Dünya turizminde ilk sıraları işgal eden turizm ülkeleri arasında yer alan Türkiye, şüphesiz kitle turizminin yanı sıra selektif, yani satın alma (tüketim) gücü ve eğilimi yüksek düzeyde olan turistlere de hitap etmek durumundadır. ‘Ucuz turizm ülkesi’ klişesinden çıkmak bu sayede mümkündür.
Ancak en önemli nokta, uluslararası turizm pazarlarında ‘competitive’ olmak, başka bir değişle, rekabet koşullarından yararlanabilmektir. Bu tür bir konumun gerçekleşmesi, kitle turizmi ile selektif turizm arasında denge kurmayı gerekli kılar.
Kaliteye önem ve öncelik vermeden fiyat artışları ile selektif turizme yönelmek yanlış bir tutum olacaktır. ( Bk: Tunay Akoğlu : ‘Türkiye turizminde kalite kontrolu’, Turizm Dosyası, 11 Temmuz 2011 ). Diğer taraftan maliyet fiyatları altında turistik arz fiyatları uygulamak kısa vadede anlamlı gözükse bile, orta ve uzun vadede turizm tesisleri açısından zararlı olabilir.
En anlamlı ve en uygun bir turizm fiyat politikası mevsimlere ve tatil dönemlerine göre saptanan ve uygulanan fiyatlarla yürütülebilir. Bunlara paralel olarak sektörde prodüktivite artışı sağlanmalıdır.

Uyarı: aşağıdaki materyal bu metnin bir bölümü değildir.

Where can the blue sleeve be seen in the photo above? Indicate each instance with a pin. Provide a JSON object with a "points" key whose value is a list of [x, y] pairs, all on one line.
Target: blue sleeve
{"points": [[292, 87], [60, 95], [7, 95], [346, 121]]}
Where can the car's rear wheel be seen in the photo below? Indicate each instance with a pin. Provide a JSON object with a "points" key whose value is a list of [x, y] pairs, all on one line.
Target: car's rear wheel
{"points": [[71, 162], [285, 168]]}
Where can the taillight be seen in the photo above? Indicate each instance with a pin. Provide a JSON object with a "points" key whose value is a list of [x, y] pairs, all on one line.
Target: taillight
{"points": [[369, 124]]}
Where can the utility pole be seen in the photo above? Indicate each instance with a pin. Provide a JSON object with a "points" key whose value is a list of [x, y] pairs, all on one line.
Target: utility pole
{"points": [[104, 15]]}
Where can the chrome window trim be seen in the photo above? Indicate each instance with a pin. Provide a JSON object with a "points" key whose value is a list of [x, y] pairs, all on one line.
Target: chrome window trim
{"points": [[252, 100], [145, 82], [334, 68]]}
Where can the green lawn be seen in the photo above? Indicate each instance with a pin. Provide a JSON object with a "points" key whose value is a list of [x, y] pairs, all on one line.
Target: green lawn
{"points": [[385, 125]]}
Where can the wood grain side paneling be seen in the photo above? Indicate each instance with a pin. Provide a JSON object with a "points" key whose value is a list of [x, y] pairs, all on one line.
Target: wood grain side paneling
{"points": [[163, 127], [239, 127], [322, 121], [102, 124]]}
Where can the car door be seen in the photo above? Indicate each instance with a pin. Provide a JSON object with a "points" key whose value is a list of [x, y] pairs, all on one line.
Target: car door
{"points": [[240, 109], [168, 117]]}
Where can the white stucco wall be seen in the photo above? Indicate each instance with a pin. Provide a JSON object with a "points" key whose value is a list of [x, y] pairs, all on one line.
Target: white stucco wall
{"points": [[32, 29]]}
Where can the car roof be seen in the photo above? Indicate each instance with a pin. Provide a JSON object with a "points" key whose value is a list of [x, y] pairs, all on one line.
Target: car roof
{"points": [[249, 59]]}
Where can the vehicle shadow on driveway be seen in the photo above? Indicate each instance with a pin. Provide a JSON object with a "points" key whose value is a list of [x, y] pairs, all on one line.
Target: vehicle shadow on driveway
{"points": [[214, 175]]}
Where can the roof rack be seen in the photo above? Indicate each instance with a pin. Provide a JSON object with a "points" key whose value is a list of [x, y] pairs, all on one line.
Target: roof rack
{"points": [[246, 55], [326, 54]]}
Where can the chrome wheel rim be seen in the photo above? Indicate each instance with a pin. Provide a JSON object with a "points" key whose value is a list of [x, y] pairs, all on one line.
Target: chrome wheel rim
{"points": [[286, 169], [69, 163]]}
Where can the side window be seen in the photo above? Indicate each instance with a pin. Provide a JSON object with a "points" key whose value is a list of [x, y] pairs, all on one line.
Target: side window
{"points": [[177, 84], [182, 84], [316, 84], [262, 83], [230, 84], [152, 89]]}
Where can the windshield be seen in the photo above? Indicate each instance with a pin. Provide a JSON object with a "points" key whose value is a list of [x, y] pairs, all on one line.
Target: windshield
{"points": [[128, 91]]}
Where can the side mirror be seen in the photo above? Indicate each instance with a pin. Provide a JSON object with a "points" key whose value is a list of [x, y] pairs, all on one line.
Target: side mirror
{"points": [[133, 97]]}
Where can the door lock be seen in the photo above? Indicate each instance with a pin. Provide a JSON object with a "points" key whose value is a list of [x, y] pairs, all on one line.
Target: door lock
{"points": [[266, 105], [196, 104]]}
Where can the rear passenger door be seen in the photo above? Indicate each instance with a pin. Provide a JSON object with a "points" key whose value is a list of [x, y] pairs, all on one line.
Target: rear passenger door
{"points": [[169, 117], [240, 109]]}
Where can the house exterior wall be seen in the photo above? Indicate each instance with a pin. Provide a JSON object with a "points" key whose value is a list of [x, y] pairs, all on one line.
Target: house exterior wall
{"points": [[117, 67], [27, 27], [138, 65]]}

Kamu sektörü turizm politikasında yer alması gereken turistik arz ile ilgili önlemler de özel sektör turizm fiyatlarını etkiler. Öncellikle turizm işletmelerinin sabit giderlerini; ucuz alt yapı ve kamu hizmetleri kullanımı, vergi indirimleri, vb gibi tedbirlerle azaltmak daha ‘competitive’ fiyatlar uygulamayı mümkün kılar.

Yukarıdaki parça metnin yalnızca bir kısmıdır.